They work hard, play hard and everything else one might expect. That's Newsnight
• Amid the stresses of working in the BBC hothouse that is Newsnight, there are compensations. Some obvious, some not so. This is an opportunity presented to his colleagues by the programme's "Ethical Man" reporter, Justin Rowlatt. "Here's an offer you don't get every day. There is a large box of the world's first rainforest-friendly condoms. Please take as many as you need, I think there are enough there to meet even Newsnight's demanding requirements." All, he said, would be "reassured (and perhaps a little excited)" to know that the condoms were specifically sourced by the corporation. "I drew the latex for these bad boys at 3am one morning from wild rubber trees growing in the virgin Amazon forest." Are they any good? In nine months, we'll know.
• And it came to pass that after 10 days of inexplicable coyness and refusing to answer our straightforward inquiries, Eric Pickles did indeed appear as the star turn at the weekend camp staged by the rightwing funsters in the Young Britons' Foundation.

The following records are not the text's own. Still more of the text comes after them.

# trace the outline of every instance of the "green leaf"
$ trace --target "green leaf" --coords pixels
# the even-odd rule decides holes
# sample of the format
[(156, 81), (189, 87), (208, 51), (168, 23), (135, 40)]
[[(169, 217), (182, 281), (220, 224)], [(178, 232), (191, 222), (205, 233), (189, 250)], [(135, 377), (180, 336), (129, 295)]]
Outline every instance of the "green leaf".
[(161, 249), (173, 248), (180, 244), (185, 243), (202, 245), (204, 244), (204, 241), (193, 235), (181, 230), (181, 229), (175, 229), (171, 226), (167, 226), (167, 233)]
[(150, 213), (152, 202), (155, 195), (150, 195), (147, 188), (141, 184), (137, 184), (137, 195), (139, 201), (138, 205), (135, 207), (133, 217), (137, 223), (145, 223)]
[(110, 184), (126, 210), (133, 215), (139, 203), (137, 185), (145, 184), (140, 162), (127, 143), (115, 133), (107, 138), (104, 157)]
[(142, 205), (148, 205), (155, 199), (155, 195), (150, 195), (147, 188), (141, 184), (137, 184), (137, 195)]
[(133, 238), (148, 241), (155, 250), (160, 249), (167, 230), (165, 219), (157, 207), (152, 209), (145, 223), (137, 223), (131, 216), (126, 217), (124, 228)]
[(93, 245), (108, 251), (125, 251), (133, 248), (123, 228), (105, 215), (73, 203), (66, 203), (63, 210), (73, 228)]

Dark-suited and staring from above the lectern, like a bouncer reading a requiem, the cabinet heavyweight was all they could have hoped for and more. "I'm sure friends of @YBFOnline the @guardian will be glad to hear that Eric Pickles is on fine form," tweeted young disciple Thomas Barlow excitedly, as the secretary of state for communities and local government did what he does. We even got a sort of namecheck. "I understand that a man that I've never met, who writes for a paper I've never read, is fascinated to know whether I would attend this conference. Well, I'm delighted to attend," said Eric. We are glad he enjoyed it. We are also glad that he does, in fact, buy the Guardian, as we discovered from a freedom of information request to his department back in July. It may be his guilty pleasure. But if he buys it and doesn't read it, more fool him.
• He won't answer our questions. So perhaps MPs will do better in prising from the great belt-tightener an explanation as to how Capita was paid £580,000 for 16 months' work by an official supplied to his department to serve as interim finance chief. According to the Local Government Chronicle, MPs on the communities and local government select committee professed themselves "speechless" at the interim's pay-out, which amounted to "more than three prime ministers'-worth of salary". Less than George Osborne's chalet bill perhaps, but then that isn't the proper yardstick. Still, there's no disputing, that money-man got the best of the deal.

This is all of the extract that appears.